Clinicians are trained to practice evidence-based medicine, yet the realities of care often reveal its limits. In many situations, the literature does not offer clear guidance for the patient in front of us. A large share of clinical decisions are made without high-quality evidence. This is not a failure of clinical judgment. It reflects a gap in how evidence is generated and delivered.
The traditional path from study design to publication takes years. By the time results are available, patient populations and treatment patterns have already changed. Clinicians are left applying evidence that may not match the clinical context at hand. This is especially true for patients with multiple conditions or those not well represented in clinical trials.
Leveraging real-world data in clinical workflows
The challenge is not only finding existing evidence, but generating it when none exists. Advances in data and analytic methods now allow us to learn from large collections of real-world patient data. When used carefully, these data can help answer questions about patients similar to the one being treated. The goal is not to replace randomized trials, but to extend what they can answer.

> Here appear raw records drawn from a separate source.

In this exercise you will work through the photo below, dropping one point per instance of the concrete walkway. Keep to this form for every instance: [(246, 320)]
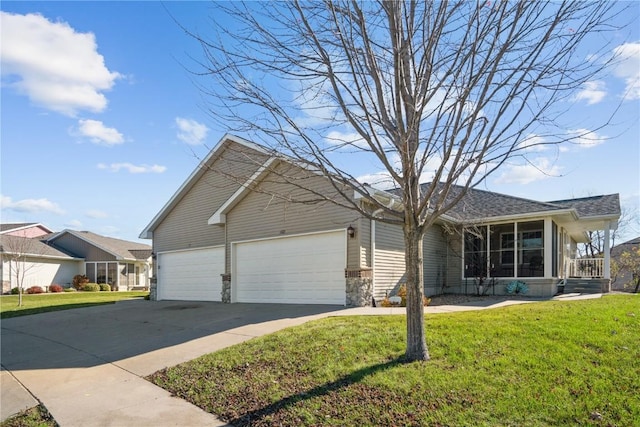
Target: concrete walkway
[(87, 366)]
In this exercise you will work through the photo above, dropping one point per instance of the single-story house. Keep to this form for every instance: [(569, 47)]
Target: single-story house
[(43, 258), (231, 233)]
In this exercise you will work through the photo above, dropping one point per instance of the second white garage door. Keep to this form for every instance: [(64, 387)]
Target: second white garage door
[(305, 269), (192, 275)]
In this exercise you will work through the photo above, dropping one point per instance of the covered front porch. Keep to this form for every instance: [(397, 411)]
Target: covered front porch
[(541, 252)]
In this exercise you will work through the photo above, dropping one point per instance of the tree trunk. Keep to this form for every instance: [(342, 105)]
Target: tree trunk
[(416, 343)]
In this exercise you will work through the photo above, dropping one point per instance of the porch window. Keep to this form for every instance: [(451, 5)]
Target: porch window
[(502, 250), (531, 249), (475, 252)]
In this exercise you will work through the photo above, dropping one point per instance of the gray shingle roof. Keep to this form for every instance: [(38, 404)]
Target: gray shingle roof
[(482, 204), (593, 206)]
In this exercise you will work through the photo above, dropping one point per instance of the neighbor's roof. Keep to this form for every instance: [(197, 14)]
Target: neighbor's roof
[(121, 249), (4, 228), (33, 247)]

Bringing this capability into clinical workflows is a critical step. Embedding tools within the electronic health record (EHR) allows clinicians to ask questions and receive answers without leaving the care setting. This approach follows a familiar model in medicine, where experts help interpret complex information and translate it into clinical decisions, while being clear about limitations.
Closing representation gaps and accelerating research
The need for this shift is greatest for groups that have been underrepresented in research, including older adults, women, and racial and ethnic minorities. Relying only on trial data has left important gaps in how we care for these populations. Generating evidence from routine care offers a way to provide more precise and inclusive guidance, if done with attention to bias and data quality.
A faster cycle of evidence generation may also benefit life sciences. Earlier detection of safety signals and better understanding of which patients benefit most from therapies could improve both care and development. These gains depend on maintaining rigor in study design and clear reporting of results.
Earning trust and the role of artificial intelligence
Trust in this approach must be earned. Methods should be transparent, results should be reproducible, and uncertainty should be clearly communicated. The clinician remains central, both in asking the right question and in applying the answer.
Artificial intelligence (AI) should be viewed as a tool that reduces the effort required to generate and summarize evidence. It does not replace clinical judgment. Closing the evidence gap will require a system that can learn from care as it is delivered and return answers in time to matter. This moves precision medicine from an aspiration to a practical part of clinical care.
Saurabh Gombar is a physician executive.